The very same day I got my draft notice I went to the Air Force recruiter and enlisted. On one of my trips home I was in O’Hare Airport waiting on military stand-by. This guy comes by and he’s got his hand right on the counter, this doughy, pudgy hand, all pinkish. I glanced up his sleeve and saw that patch: Airborne. And then I looked up at his face. He had been burned and he was all puffy. And it was only when we started talking that I realized he was black. It was in his voice; he was from Yazoo, Mississippi. I was just dumbstruck. What got me most was that he was 17 and I couldn’t tell his age and I couldn’t tell his color. He had been denuded of that. I went home depressed about that. My father met me and he was telling me about a big killing he made on the stock market with a munitions company. Suddenly it became crystal clear. It was a bolt of lightning. I said, he’s the one who should have been in that young guy’s place — he has a real reason to fight, he needs the war to make money. Those are the guys that ought to be fighting this war, not that kid. And certainly not me.
From that point on, it was never the same again. I came back and announced to my friends, from here on in I’m opposed to the war and I’m going to fuck up this place as bad as I can. I’m not going to Vietnam, but I’m not going to be sitting around doing nothing either. We decided what we could best do is destroy the efficiency of our outfit.
Everything we touched was no longer assumed to be used to further the efficiency of the U.S. military. Everything we did was designed to be messed up, sabotaged, or basically deemed done by incompetents, and thereby they would exert more energy to keep us in line and less to wage war. So little by little, it might be a truck that was neglected, it might be the tip of a wing that was damaged, just anything to keep it off-balance.

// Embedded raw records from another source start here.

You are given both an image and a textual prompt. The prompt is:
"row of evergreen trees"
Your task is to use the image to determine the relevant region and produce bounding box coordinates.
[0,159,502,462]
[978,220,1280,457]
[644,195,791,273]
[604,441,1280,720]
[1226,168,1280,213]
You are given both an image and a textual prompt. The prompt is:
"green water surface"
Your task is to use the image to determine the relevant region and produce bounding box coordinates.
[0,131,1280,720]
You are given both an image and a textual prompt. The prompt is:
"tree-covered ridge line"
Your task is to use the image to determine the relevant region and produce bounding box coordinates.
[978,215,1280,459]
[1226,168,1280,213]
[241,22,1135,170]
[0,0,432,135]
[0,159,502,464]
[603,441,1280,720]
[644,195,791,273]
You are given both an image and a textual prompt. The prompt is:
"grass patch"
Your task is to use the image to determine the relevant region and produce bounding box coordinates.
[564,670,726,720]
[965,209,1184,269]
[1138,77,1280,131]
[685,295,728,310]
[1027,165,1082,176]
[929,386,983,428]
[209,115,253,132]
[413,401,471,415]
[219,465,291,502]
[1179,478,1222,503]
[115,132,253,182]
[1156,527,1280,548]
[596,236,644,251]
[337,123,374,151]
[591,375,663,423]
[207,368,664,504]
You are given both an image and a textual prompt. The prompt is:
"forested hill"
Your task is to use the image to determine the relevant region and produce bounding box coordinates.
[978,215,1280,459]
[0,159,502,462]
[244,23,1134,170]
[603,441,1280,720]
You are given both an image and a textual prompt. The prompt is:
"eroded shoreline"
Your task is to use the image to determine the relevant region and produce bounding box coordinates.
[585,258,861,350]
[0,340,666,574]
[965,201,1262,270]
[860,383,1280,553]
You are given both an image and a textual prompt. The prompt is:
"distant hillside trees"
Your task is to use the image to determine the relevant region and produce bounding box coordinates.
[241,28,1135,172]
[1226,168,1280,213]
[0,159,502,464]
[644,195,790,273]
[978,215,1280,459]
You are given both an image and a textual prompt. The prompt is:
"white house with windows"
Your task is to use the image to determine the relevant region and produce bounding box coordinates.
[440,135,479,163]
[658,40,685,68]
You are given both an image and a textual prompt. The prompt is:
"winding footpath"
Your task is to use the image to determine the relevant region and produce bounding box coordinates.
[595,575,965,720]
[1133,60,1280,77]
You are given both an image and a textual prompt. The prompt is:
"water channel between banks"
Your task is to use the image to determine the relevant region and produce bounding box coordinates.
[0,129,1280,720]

Finally, in the fall of ’66 a group of us decided we would go AWOL. We got back and turned ourselves over to our officer and he said, “If you promise not to leave, we will just confine you to barracks.” The other guys said, “Absolutely.” I said, “Fuck you, not only do I promise not to leave, I’m gonna leave right now.” That was the end of it, I was in jail.
Just before I was released I heard the reason I was being let out was because we got this directive that said, all the people who committed the following offenses would hereby be dismissed and at present rank. So it dawned on me, and somebody else told us, there were thousands and thousands of guys who were doing time, costing the military a lot of money. It’s really interesting in retrospect to think that, unbeknownst to me, I was part of something larger. I was operating in a vacuum, but I wasn’t alone. Rather than feeling anonymous, I found tremendous solace in knowing there were so many other people who were as ill-formed as I, groping along trying to find their way, and reacting to anger and fear, but all of us, in our own way coming to the same point.